Rousuck Review: "The Comedy Of Errors" At Chesapeake Shakespeare Company
Theater critic J. Wynn Rousuck reviews Chesapeake Shakespeare Company’s production of “The Comedy of Errors".
The comedy in Shakespeare’s “Comedy of Errors” stems from two pairs of identical twins – identical twin servants and their identical twin masters. The servants can’t tell the masters apart; the masters can’t tell the servants apart – and neither can anyone else.
This is where Scott Alan Small, director of Chesapeake Shakespeare Company’s production, inserts some fun of his own – a sight gag. In the roles of the twin servants, he has cast a slender woman, Kelsey Painter -- in drag -- and a rotund man, Bobby Henneberg. Talented Kelsey Painter dashes frantically around Chesapeake’s outdoor performance space -- the ruins of the Patapsco Female Institute in Ellicott City. She even turns cartwheels on stage. Bobby Henneberg lumbers about jovially; when he tries to do cartwheels, he just sort of rolls around.
Watching the other characters repeatedly mix up this dissimilar twosome is the best new joke in director Small’s uneven production – a production that tries too much too hard, and often at the expense of genuine feeling. Because make no mistake, “The Comedy of Errors” may be an early Shakespearean comedy, but there’s a well of emotion underlying it.

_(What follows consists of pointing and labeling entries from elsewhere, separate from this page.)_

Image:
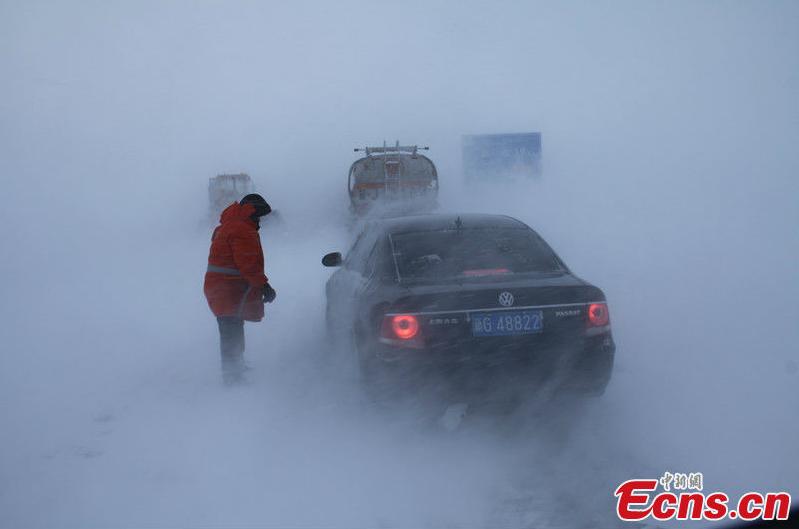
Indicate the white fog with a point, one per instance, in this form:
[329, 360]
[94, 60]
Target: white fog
[670, 165]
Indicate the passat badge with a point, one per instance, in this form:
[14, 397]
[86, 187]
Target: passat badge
[506, 299]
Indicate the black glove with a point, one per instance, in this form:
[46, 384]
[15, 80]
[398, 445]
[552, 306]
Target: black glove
[269, 293]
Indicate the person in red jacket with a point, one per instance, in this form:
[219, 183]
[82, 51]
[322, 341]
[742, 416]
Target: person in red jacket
[235, 284]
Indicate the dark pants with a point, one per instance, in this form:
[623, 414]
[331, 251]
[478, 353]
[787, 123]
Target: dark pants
[231, 341]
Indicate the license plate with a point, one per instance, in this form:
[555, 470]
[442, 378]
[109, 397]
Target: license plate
[507, 323]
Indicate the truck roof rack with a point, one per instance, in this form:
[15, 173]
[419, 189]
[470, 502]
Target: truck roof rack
[394, 149]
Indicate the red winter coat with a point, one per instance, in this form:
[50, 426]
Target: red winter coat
[235, 278]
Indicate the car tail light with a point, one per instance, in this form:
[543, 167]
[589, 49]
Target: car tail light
[598, 315]
[400, 328]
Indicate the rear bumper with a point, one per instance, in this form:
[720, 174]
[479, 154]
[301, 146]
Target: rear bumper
[488, 367]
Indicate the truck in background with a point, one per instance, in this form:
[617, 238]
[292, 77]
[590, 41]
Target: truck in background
[396, 178]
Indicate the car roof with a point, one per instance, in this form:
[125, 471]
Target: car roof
[444, 221]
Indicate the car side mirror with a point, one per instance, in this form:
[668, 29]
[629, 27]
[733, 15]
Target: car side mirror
[332, 259]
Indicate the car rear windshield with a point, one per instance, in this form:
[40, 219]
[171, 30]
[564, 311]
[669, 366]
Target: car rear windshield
[471, 253]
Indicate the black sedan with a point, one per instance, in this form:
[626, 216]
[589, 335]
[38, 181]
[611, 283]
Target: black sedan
[471, 303]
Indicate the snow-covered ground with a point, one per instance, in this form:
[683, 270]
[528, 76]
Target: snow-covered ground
[670, 168]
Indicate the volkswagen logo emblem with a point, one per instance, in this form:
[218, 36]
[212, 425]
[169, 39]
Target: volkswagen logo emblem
[506, 299]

A husband and one of his twin infant sons have been separated from his wife and other twin, in a shipwreck. The husband has raised the one twin in Syracuse, unaware that his wife and the other twin are alive and in Ephesus. To further complicate matters, the Syracusan master and servant have taken the names of their lost brothers, Antipholus and Dromio. Antipholus of Syracuse and his father are so desperate to find their lost family, they’ve risked their lives to come to Ephesus. The Duke of Ephesus, played by Kate Forton, lays down the law at the top of the play. I’m not sure why the director cast a woman in the male role of the Duke.

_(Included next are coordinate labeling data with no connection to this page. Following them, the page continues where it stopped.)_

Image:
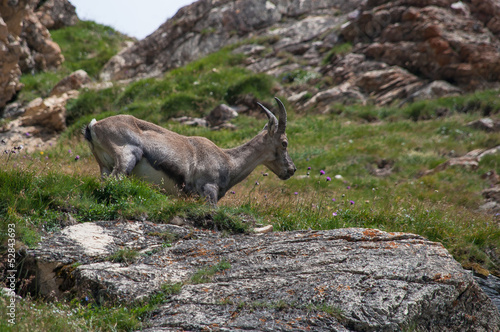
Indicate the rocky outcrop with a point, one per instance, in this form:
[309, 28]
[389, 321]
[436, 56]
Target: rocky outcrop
[435, 39]
[56, 14]
[345, 279]
[40, 52]
[207, 25]
[25, 42]
[401, 50]
[11, 17]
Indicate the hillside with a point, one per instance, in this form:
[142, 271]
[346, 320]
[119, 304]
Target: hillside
[384, 137]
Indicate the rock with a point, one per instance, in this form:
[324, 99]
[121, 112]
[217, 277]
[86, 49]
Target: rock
[344, 93]
[49, 113]
[431, 39]
[74, 81]
[220, 114]
[344, 279]
[56, 14]
[436, 89]
[42, 52]
[205, 26]
[13, 110]
[25, 45]
[11, 18]
[485, 124]
[263, 229]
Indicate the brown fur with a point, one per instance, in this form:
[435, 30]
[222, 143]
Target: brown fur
[126, 145]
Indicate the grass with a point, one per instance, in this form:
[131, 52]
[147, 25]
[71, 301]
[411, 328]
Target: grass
[87, 46]
[38, 190]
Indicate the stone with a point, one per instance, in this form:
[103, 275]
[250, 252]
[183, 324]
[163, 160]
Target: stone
[486, 124]
[74, 81]
[11, 22]
[43, 52]
[345, 279]
[436, 89]
[49, 113]
[438, 40]
[206, 26]
[220, 115]
[56, 14]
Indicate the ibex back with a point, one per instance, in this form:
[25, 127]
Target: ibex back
[125, 145]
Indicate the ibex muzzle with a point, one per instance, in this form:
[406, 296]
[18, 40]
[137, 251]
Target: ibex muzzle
[125, 145]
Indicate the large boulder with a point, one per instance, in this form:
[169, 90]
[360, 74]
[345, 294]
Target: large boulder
[436, 39]
[207, 25]
[342, 280]
[56, 14]
[25, 45]
[11, 18]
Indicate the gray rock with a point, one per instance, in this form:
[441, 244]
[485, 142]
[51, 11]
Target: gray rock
[340, 280]
[220, 115]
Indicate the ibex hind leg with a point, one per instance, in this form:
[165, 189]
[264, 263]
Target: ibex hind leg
[210, 193]
[126, 161]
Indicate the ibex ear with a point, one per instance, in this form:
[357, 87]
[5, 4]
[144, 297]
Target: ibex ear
[272, 125]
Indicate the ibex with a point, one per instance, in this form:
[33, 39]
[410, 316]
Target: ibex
[125, 145]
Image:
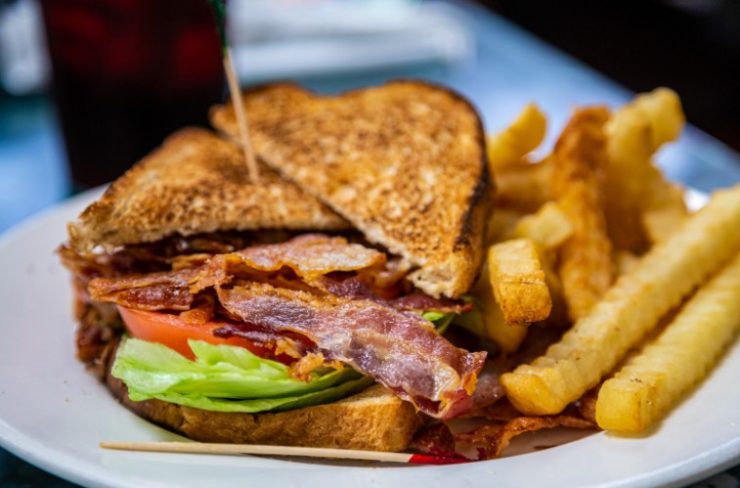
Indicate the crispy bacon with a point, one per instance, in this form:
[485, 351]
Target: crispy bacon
[491, 440]
[278, 290]
[153, 291]
[311, 256]
[398, 349]
[356, 287]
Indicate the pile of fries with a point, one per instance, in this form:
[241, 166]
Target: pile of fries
[592, 240]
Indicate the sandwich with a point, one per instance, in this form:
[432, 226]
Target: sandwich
[305, 309]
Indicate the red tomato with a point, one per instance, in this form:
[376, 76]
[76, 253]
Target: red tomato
[173, 332]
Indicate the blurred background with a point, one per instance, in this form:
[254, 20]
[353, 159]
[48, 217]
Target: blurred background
[87, 87]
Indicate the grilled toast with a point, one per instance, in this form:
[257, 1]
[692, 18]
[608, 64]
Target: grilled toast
[404, 162]
[196, 182]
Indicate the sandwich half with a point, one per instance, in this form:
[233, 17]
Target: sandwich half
[235, 312]
[404, 162]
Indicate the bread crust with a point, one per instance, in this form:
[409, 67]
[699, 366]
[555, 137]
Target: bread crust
[196, 182]
[404, 162]
[373, 419]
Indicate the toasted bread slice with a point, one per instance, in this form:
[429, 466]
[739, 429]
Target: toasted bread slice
[196, 182]
[373, 419]
[404, 162]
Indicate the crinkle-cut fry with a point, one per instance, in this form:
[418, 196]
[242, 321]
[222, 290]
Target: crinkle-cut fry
[625, 261]
[652, 382]
[508, 147]
[549, 227]
[629, 310]
[586, 269]
[634, 133]
[518, 281]
[487, 319]
[662, 107]
[525, 188]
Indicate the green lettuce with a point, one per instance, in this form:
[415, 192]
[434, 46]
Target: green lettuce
[440, 320]
[224, 378]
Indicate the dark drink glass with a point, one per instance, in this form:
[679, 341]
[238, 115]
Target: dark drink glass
[126, 73]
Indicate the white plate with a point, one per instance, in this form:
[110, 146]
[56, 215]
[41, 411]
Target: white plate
[53, 414]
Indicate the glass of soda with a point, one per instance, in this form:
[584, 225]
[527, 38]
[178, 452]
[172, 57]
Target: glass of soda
[126, 73]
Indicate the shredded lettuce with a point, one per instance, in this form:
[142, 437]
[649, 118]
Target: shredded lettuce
[224, 378]
[440, 320]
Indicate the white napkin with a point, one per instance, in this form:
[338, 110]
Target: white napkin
[288, 38]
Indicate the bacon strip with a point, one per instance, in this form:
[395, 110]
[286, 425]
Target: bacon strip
[398, 349]
[153, 291]
[311, 256]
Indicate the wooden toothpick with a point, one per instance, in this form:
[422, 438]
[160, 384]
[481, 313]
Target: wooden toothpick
[219, 13]
[292, 451]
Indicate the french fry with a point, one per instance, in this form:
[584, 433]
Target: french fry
[662, 107]
[629, 310]
[487, 320]
[508, 147]
[652, 382]
[625, 261]
[525, 188]
[585, 258]
[518, 282]
[549, 227]
[634, 133]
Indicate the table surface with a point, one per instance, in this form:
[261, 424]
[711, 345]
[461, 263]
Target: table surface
[509, 68]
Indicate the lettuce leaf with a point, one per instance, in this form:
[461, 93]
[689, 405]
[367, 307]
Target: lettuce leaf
[224, 378]
[440, 320]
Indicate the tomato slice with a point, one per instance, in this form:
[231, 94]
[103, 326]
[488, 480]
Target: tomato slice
[170, 330]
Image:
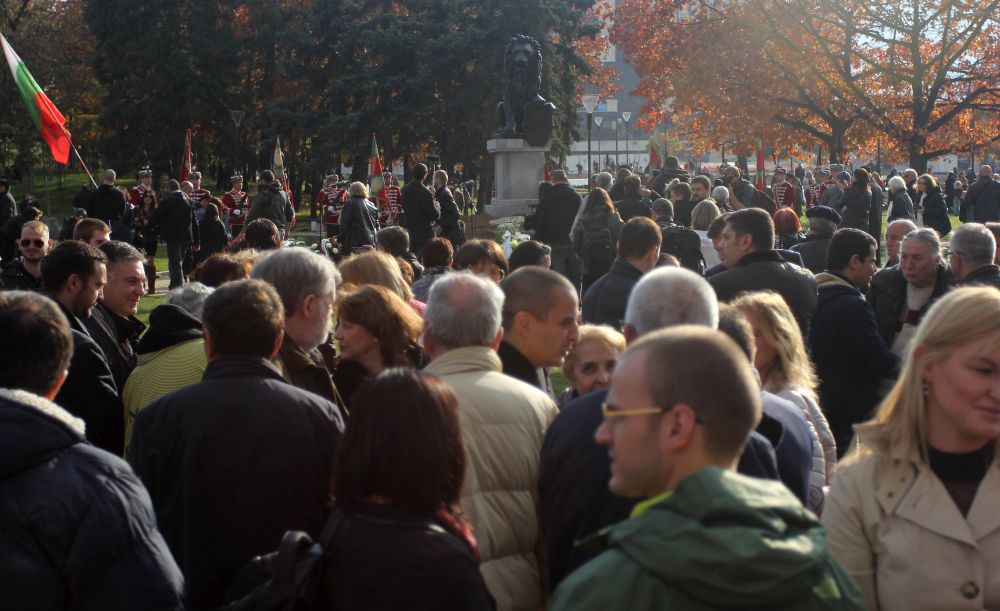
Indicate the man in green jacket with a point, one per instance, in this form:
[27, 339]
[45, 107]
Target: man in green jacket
[707, 537]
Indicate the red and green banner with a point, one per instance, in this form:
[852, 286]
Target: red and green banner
[47, 118]
[376, 181]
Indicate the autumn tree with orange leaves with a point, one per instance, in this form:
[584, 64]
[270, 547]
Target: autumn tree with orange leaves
[922, 74]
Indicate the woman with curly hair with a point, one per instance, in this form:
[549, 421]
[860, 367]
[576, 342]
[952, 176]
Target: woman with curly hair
[397, 482]
[376, 330]
[376, 268]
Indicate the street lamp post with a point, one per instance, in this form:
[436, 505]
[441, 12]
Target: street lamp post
[617, 122]
[597, 121]
[589, 102]
[626, 116]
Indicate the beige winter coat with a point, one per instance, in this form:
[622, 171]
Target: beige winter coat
[503, 422]
[903, 538]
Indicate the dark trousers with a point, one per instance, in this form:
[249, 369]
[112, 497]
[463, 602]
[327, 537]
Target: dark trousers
[565, 262]
[177, 252]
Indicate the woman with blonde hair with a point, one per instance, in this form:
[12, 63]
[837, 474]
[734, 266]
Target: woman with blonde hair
[913, 511]
[378, 268]
[376, 330]
[785, 370]
[589, 364]
[358, 220]
[934, 211]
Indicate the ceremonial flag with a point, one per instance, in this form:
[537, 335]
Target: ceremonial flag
[375, 178]
[278, 162]
[47, 118]
[186, 158]
[278, 168]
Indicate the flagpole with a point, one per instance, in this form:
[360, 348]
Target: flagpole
[79, 158]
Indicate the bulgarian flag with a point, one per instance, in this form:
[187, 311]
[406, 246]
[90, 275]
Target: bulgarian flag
[47, 118]
[654, 153]
[375, 177]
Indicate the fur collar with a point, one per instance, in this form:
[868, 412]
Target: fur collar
[44, 406]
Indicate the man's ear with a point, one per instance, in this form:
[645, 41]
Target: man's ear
[51, 395]
[497, 339]
[523, 323]
[630, 333]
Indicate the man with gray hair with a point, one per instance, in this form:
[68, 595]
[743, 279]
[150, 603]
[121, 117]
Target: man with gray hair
[981, 203]
[973, 248]
[575, 500]
[901, 295]
[503, 423]
[307, 284]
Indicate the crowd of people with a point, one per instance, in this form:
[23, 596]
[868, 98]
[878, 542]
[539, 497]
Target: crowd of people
[755, 417]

It’s one of a raft of things – some comical, some inexplicable – tossed into a production lacking a unifying vision. For almost every clever new touch, there’s another that doesn’t work and detracts. The Kinks’ “Lola,” with the lyric, “Girls will be boys and boys will be girls,” works because of the added cross-dressing. But why is “The Battle Hymn of the Republic” hummed in the opening scene with the Duke? Tall, gruff Jeff Miller is amusing as a grimy, hulking kitchen wench who falls in love with Dromio of Syracuse. But it makes no sense to see the same actor, cast against gender and decked out in a turquoise beehive wig, as the devout, broken-hearted mother of the Antipholus twins.

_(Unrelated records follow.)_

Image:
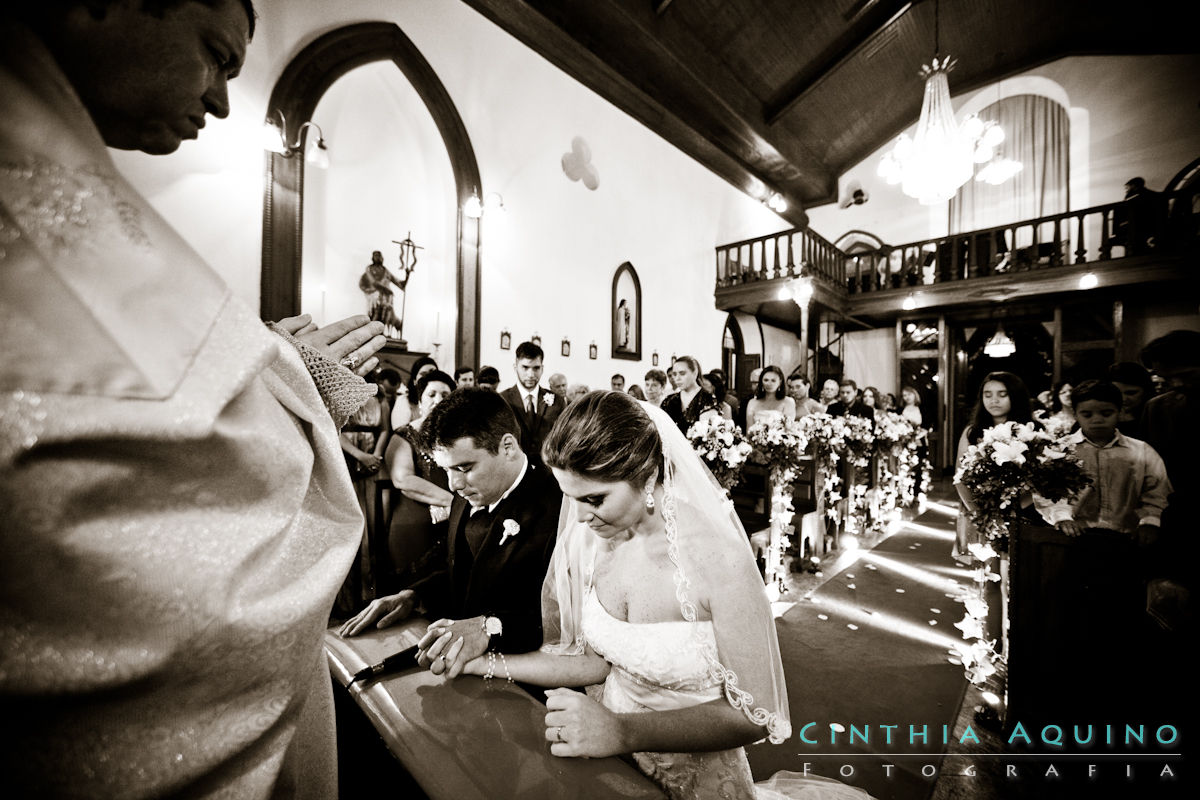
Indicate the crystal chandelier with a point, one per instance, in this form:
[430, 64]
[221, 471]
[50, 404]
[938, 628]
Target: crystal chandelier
[942, 156]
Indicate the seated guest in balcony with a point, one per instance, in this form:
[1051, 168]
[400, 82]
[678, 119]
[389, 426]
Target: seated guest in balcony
[503, 522]
[1140, 218]
[771, 400]
[714, 385]
[849, 402]
[798, 390]
[1135, 385]
[489, 378]
[655, 386]
[690, 400]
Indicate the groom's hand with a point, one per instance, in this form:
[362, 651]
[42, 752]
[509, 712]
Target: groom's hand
[581, 727]
[449, 644]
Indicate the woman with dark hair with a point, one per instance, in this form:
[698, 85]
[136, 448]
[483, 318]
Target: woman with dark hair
[418, 521]
[771, 400]
[1137, 388]
[1002, 398]
[406, 411]
[653, 595]
[714, 385]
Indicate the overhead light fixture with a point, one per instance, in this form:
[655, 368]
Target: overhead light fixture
[1000, 346]
[276, 140]
[942, 155]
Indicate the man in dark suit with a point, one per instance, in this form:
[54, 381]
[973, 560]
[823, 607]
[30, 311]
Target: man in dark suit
[849, 403]
[535, 408]
[503, 527]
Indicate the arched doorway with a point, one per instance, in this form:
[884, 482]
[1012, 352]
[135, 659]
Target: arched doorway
[295, 95]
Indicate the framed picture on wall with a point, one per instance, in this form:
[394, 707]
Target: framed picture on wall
[627, 313]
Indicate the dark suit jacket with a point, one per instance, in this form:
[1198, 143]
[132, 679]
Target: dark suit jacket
[550, 405]
[858, 409]
[503, 581]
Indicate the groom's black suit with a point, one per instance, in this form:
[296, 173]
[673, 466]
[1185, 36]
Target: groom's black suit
[483, 577]
[535, 425]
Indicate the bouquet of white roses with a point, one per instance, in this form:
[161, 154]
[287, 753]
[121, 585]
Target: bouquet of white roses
[778, 443]
[1011, 461]
[721, 446]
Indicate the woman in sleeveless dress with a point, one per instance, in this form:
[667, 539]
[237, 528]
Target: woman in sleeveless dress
[771, 400]
[654, 602]
[418, 521]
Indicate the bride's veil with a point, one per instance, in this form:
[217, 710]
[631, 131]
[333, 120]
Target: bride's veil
[713, 558]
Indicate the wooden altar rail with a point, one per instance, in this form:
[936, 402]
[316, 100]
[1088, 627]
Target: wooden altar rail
[1080, 236]
[465, 739]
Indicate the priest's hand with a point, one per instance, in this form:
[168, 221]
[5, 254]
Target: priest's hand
[388, 611]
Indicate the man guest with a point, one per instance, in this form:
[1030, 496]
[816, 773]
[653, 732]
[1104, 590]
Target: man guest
[537, 408]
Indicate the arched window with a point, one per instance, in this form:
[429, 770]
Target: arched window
[1038, 134]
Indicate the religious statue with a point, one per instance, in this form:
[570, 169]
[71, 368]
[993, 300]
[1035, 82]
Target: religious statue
[376, 284]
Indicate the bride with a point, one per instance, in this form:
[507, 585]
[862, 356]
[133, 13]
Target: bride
[654, 602]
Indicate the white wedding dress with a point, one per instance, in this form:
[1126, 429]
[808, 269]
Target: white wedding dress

“The Comedy of Errors” can withstand all sorts of embellishments. I’ve seen everyone from Charlie Chaplin to a pink llama show up on stage. But there’s a difference between tweaking the humor and throwing everything at the script to see what will stick -- from a Snickers commercial to a game of tug-of-war. Chesapeake Shakespeare’s production has its moments, but not enough ends up sticking.